The Quality Engineer will be responsible for supporting the production team. This may include projects related to traceability, scaling, quality control, and root cause analysis to name a few! You will become intimately familiar with our production workflow, and be leading the quality strategy and implementation in the production floor. You will have the support and mentorship of experienced engineers but are expected to work independently.
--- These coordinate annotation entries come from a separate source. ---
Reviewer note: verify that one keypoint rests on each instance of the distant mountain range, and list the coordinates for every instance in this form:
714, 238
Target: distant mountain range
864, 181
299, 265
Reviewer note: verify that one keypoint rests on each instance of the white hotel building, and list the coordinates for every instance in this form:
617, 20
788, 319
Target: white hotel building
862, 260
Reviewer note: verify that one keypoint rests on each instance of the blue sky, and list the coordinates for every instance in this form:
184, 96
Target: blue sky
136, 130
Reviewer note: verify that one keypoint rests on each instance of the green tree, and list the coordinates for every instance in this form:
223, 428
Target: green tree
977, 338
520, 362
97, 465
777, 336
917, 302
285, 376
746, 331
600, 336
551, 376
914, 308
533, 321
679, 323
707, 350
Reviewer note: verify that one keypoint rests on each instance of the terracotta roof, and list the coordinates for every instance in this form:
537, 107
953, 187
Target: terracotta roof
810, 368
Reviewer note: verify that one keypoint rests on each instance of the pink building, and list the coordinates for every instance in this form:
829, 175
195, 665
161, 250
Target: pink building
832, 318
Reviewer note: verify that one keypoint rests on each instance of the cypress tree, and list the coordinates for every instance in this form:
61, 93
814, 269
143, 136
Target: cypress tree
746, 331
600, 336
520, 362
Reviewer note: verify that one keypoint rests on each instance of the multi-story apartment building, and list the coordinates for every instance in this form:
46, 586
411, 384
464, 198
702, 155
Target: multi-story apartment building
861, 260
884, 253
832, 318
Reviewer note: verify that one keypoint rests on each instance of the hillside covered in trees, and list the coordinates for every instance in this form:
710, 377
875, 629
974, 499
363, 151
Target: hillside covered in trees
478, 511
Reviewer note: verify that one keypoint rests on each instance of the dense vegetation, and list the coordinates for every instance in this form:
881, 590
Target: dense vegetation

Essential Duties and Responsibilities

  • Address CAPA’s via root cause analysis and design of experiments
  • Drive for quality improvements to constantly improve process and productivity metrics
  • Ensure all processes comply with safety and quality standards
  • Ensure GMPs and SOPs are updated as process improvements/changes are released to production
  • Ensure that the best solutions (processes, machines, tools) are being employed within our production line
  • Perform process workflow simulations, risk assessments, and process change validation documentation
  • Continual evaluation of equipment and processes to ensure high efficiency and quality

Education

  • 2-5 years of Engineering Experience
  • Bachelor’s degree in Engineering or Engineering Technology
  • Knowledge and experience with the FDA/regulatory documentation
  • Knowledge with QMS (Quality Management Systems) and best Quality control practices
  • Familiar with Quality tools & methods (6 sigma, Fishbone, etc)
  • Experience with ISO 13845 or medical device regulation is a plus
  • Experience in project management methodologies is a plus
  • Experience working in a startup environment is a plus
  • Experience with additive manufacturing is a plus

Skills

  • Ability to tackle multiple projects simultaneously in a dynamic team environment is essential.
  • Must be a self-starter, diligent with deadlines and able to manage oneself in multiple projects
  • Knowledge of manufacturing methods and procedures, manufacturing quality, and process development
  • Strong organizational skills, ability to work with cross functional teams (production, hardware, and software teams)
  • Demonstrates ability of risk-based thinking, effective at failure analysis, design of experiments, and root cause analysis
  • Experience with medical devices and quality systems
  • Experience in design validation and control documentation as well as process development and validation studies
  • Self-motivated, data-driven, eager to learn, excellent organizational skills, comfortable working in a fast-paced environment
  • Analytical thinker
  • Strong verbal and written communication/documentation skills
  • Experience with QuickSight, Jira, and/or GitHub is a plus

Perks

  • Flexible vacation
  • Generous premium coverage for medical, dental, and vision plans
  • Retirement benefits / accounts
  • Pre-tax commuter benefits program
  • Paid parental leave
  • Workplace perks such as snacks/coffee and flexible work schedules

To perform this job successfully, an individual must be able to perform each essential duty satisfactorily. The requirements listed above are representative of the knowledge, skill, and/or ability required. Reasonable accommodations may be made to enable individuals with disabilities to perform the essential functions.

LightForce Orthodontics is an Equal Opportunity/Affirmative Action Employer and does not discriminate on the basis of race, color, religion, gender, age, national origin, disability, Protected Veteran status, sexual orientation, or any other characteristic protected by federal, state, or local law.